Necessary and Sufficient Conditions for First Order Differential Operators to be Associated with a Disturbed Dirac Operator in Quaternionic Analysis

Abstract

Recently the initial value problem

$$\left.\begin{array}{rl}\partial_{t}u & = \mathcal{L}u := \sum\limits_{i=1}^3 A^{(i)}(t, x)\partial_{x_i}u + B(t, x)u + C(t, x) \\ u (0, x) & = u_{0}(x) \end{array}\right.$$

has been solved uniquely by N. Q. Hung (Adv. appl. Clifford alg., Vol. 22, Issue 4 (2012), pp. 1061-1068) using the method of associated spaces constructed by W. Tutschke (Teubner Leipzig and Springer Verlag, 1989) in the space of generalized regular functions in the sense of quaternionic analysis satisfying the equation \({\mathcal{D}_{\alpha}u = 0}\), where

$$\mathcal{D}_{\alpha}u := \mathcal{D}u + \alpha u, \quad \alpha \in \mathbb{R},$$

and \({\mathcal{D} = \sum\limits_{j=1}^{3}ej \partial_{x_j}}\) is the Dirac operator, x = (x1, x2, x3) is the space like variable running in a bounded domain in \({\mathbb{R}^{3}}\), and t is the time. The author has proven only sufficient conditions on the coefficients of the operator \({\mathcal{L}}\) under which \({\mathcal{L}}\) is associated with the operator \({\mathcal{D}\alpha}\), i.e. \({\mathcal{L}}\) transforms the set of all solutions of the differential equation \({\mathcal{D}_{\alpha}u = 0}\) into solutions of the same equation for fixedly chosen t.

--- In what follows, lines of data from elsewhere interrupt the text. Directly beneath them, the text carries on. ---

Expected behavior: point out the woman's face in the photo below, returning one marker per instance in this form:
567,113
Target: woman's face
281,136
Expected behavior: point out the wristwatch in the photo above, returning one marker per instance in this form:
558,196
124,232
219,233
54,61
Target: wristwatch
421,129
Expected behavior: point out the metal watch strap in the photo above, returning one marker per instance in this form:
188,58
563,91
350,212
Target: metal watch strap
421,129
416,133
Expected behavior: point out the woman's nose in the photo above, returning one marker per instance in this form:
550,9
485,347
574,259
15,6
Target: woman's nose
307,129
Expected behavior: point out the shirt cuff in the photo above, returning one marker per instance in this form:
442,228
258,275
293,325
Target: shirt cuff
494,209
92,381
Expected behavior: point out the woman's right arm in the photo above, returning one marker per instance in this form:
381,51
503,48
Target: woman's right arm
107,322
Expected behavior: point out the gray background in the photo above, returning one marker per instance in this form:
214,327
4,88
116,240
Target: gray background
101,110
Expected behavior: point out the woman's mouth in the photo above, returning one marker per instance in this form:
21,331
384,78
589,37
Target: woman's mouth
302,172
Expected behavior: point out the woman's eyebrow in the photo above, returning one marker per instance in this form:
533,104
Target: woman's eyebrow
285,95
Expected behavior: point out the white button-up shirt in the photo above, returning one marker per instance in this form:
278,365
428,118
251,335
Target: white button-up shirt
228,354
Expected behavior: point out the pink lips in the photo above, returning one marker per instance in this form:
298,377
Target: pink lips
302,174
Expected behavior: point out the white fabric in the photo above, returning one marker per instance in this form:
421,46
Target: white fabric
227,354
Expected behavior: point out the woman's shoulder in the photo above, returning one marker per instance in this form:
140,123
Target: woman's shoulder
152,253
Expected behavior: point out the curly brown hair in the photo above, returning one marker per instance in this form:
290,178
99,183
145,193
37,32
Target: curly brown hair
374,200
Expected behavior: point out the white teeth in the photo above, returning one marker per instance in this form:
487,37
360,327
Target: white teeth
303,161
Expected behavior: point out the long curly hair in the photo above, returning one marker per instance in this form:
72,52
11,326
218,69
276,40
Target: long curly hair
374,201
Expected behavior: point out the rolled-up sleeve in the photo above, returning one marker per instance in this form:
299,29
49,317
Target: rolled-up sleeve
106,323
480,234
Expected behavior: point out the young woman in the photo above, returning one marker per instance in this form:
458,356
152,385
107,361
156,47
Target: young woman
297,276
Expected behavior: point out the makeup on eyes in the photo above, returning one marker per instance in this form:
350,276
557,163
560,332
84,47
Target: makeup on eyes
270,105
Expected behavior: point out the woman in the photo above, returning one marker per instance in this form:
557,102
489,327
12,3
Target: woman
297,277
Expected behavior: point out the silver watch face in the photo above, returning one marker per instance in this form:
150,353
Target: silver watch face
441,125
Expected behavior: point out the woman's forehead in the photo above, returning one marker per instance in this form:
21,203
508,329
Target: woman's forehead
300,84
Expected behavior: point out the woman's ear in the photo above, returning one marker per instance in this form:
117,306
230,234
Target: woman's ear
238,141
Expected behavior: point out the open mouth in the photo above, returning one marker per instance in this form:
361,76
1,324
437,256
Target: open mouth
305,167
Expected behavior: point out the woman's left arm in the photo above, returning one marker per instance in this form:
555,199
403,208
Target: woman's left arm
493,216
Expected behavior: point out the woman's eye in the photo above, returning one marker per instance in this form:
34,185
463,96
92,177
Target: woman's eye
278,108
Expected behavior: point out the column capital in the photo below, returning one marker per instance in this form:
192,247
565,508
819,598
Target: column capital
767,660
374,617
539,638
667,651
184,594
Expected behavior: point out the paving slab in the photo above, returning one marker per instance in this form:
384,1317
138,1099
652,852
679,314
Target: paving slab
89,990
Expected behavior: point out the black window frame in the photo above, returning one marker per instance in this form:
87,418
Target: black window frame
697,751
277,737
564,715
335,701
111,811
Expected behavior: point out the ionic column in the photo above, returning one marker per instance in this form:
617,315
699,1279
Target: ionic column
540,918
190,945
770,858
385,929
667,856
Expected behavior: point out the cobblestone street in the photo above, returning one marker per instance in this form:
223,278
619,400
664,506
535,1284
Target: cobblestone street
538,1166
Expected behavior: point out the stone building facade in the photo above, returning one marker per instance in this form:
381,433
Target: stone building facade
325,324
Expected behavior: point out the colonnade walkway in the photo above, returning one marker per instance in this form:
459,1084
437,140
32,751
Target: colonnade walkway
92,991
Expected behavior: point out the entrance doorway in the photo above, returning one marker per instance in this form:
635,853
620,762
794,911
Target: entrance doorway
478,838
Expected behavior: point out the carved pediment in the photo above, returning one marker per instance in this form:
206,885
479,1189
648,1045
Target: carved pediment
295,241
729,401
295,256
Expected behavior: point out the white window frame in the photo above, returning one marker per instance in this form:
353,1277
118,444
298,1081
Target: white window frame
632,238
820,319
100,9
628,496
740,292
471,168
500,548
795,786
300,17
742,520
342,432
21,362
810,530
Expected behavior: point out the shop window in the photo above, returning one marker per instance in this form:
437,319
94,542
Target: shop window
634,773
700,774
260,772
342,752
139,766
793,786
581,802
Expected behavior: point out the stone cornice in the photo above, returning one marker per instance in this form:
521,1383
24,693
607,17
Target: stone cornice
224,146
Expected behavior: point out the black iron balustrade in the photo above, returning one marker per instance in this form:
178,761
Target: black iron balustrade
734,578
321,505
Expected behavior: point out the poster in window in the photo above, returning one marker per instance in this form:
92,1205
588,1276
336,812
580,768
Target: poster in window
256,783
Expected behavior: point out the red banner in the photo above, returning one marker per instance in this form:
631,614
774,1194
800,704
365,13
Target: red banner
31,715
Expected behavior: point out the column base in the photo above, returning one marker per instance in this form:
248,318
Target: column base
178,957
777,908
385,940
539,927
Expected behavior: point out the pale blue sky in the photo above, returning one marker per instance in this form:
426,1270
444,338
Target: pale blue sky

In the present paper we prove necessary and sufficient conditions for the underlined operators to be associated. This criterion makes it possible to construct all linear operators \({\mathcal{L}}\) for which the initial value problem with an arbitrary initial generalized regular function is always solvable.